A new rift appears to be looming within the Union. As reported by the Focus, the top leaders of CDU and CSU are on a collision course over the issues of e-mobility and mothers’ pension.
CDU Chairman Friedrich Merz has taken a clear stance against CSU Chairman Markus Söder on the issue of a premium for e-cars. “No good idea” Merz said to the magazine about the plan from Bavaria: “Subsidies and premiums are generally not a good solution in our economic order. They can be justified in exceptional cases. But then it must be an exceptional case. Otherwise, it’s just wasted money and makes the products more expensive.”
According to Merz, it is not the politicians who decide the future of e-mobility, but the consumers. “I personally drive a hybrid and am very satisfied with it. But I also know about the limited technical possibilities. And that’s why, in the end, it’s the consumer’s decision, as long as politics and business have set the right framework conditions.”

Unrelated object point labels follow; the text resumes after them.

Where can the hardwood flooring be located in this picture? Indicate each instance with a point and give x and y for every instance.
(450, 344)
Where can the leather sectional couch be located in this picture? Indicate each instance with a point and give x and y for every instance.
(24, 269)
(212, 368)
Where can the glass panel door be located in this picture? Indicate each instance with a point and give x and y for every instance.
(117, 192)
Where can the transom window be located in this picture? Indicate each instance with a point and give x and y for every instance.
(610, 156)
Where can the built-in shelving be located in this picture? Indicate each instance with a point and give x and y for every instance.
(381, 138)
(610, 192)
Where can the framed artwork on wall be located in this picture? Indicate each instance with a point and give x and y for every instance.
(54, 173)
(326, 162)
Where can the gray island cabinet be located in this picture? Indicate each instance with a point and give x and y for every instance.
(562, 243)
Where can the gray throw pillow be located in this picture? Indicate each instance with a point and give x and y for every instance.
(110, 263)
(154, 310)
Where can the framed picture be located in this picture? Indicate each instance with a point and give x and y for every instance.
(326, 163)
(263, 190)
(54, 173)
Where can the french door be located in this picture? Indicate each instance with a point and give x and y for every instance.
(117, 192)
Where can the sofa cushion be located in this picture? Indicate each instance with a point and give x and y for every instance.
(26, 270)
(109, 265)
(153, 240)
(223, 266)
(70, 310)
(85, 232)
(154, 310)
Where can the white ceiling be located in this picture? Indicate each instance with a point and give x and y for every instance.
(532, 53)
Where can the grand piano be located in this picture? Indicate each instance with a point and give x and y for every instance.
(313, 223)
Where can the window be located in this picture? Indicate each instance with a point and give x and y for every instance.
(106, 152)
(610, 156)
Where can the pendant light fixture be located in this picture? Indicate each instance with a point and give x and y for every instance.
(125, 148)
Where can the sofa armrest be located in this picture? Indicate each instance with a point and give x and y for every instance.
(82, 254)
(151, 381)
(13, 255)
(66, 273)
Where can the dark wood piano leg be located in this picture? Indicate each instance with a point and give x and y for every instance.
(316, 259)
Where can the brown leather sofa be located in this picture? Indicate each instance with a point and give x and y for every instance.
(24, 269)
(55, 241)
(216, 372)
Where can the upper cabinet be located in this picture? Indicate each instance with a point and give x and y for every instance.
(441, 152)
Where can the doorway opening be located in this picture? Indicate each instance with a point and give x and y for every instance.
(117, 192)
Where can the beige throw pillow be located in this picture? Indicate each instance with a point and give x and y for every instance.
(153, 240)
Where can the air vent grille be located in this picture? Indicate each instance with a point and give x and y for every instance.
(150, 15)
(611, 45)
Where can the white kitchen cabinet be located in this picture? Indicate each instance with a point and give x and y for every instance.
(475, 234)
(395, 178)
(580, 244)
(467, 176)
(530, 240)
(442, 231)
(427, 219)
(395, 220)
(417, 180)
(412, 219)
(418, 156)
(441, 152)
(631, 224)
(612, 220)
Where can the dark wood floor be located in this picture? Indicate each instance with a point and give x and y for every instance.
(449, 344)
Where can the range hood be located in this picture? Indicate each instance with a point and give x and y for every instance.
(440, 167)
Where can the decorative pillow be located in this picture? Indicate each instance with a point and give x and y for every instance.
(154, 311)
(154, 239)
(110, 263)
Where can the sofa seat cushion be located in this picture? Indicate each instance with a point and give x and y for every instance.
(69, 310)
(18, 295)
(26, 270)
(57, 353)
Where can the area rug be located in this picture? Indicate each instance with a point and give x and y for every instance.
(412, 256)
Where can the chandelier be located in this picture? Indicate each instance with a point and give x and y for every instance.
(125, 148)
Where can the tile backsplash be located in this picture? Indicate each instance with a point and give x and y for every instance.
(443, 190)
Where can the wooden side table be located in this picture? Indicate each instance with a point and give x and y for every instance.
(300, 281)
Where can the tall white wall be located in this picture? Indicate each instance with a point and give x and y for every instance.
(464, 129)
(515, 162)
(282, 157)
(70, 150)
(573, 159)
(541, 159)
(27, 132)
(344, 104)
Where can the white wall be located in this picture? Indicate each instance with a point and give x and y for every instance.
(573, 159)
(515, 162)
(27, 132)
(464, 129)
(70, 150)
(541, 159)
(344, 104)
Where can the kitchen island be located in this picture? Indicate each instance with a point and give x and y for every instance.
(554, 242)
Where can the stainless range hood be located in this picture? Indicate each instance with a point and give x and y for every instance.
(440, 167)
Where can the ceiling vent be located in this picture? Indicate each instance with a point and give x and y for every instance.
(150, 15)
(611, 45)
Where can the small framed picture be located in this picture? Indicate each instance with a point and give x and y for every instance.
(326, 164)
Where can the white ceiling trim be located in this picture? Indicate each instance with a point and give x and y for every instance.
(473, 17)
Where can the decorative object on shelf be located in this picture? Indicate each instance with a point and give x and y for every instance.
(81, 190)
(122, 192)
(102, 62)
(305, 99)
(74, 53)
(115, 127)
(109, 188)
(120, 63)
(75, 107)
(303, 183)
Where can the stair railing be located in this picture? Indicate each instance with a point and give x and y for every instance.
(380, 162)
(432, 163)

The CDU also disagrees with the CSU’s demand for an expansion of the mothers’ pension. “That’s a CSU demand that we respect” Merz said briefly about Söder’s proposal. At the same time, he promises that in the event of a chancellorship, pensioners will not experience any cuts: “It has never happened in Germany that pension cuts have been made. Whoever claims the opposite is lying.” Merz also explicitly rules out a pension at the age of 70. “Whoever wants to work longer, we will offer attractive incentives: a performance-related pension with the doubling of the basic allowance.